I am trying to measure the speed at which elmo model from the allen.nlp library performs on CPU and T4 GPU on google collab. The eval function accepts a function that makes sentence embedding with the given model
for m in elmo_models:
print('\n\n\n', m, '\n==========================================')
options_file = "/content/" + m + "/options.json"
weight_file = "/content/" + m + "/model.hdf5"
model = Elmo(options_file, weight_file, 2, dropout=0)
speed_task_gpu.eval(lambda x: elmo_embed(x, model), m)
speed_task_cpu.eval(lambda x: elmo_embed(x, model, 'cpu'), m)
And this is the function which is meant to get text embeddings:
def elmo_embed(text, model, name='cuda:0'):
character_ids = batch_to_ids(text)
device = torch.device(name)
model = model.to(device)
character_ids = character_ids.to(device)
with torch.no_grad():
embeddings = model(character_ids)['elmo_representations'][0]
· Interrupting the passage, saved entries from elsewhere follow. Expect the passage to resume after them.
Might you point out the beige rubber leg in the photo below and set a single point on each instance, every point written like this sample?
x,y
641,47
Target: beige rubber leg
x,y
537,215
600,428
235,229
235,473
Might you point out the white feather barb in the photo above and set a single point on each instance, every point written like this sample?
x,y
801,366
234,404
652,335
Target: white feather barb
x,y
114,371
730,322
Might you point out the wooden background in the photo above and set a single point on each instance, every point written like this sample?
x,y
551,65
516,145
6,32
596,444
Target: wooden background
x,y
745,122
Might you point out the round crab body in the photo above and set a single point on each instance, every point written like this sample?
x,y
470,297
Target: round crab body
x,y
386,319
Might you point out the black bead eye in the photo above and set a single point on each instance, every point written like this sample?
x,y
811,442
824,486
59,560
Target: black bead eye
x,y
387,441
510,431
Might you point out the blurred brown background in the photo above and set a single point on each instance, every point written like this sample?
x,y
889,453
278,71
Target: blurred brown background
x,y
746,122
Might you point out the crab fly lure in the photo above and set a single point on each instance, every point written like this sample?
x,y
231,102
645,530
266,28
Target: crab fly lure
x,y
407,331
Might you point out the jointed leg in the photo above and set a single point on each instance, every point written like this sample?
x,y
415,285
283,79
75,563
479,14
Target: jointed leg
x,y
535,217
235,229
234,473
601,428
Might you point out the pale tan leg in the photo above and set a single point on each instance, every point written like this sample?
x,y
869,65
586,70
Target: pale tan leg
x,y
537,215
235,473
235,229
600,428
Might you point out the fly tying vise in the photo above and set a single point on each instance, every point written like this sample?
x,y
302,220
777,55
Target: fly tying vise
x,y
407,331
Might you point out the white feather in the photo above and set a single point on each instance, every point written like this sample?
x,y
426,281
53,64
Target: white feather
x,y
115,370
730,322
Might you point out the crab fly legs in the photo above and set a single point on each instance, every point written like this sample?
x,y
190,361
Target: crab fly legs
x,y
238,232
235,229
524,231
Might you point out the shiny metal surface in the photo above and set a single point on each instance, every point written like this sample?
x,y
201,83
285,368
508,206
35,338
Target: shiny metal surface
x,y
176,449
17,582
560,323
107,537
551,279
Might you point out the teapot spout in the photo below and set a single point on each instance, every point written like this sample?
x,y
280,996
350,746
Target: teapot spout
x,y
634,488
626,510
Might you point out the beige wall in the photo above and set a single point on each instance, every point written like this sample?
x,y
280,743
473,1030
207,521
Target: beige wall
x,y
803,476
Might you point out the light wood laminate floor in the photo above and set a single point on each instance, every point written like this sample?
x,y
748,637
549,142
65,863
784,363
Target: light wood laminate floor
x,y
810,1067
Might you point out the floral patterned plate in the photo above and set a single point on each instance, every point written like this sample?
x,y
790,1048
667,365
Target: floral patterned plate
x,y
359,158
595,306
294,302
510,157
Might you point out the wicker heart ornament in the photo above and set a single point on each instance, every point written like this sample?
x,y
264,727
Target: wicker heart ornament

embeddings = embeddings.sum(dim=(0, 1), keepdim=True)
embeddings = torch.nn.functional.normalize(embeddings)
embeddings = embeddings[0][0].cpu().numpy()
return {'cls': embeddings}
Even though I transfer both model and character_ids to the same device, I get this error when trying to evaluate model's performance on CPU:
RuntimeError: Expected all tensors to be on the same device, but found at least two devices, cuda:0 and cpu! (when checking argument for argument index in method wrapper__index_select)
What is the correct way of transfering model and character_ids to the same device?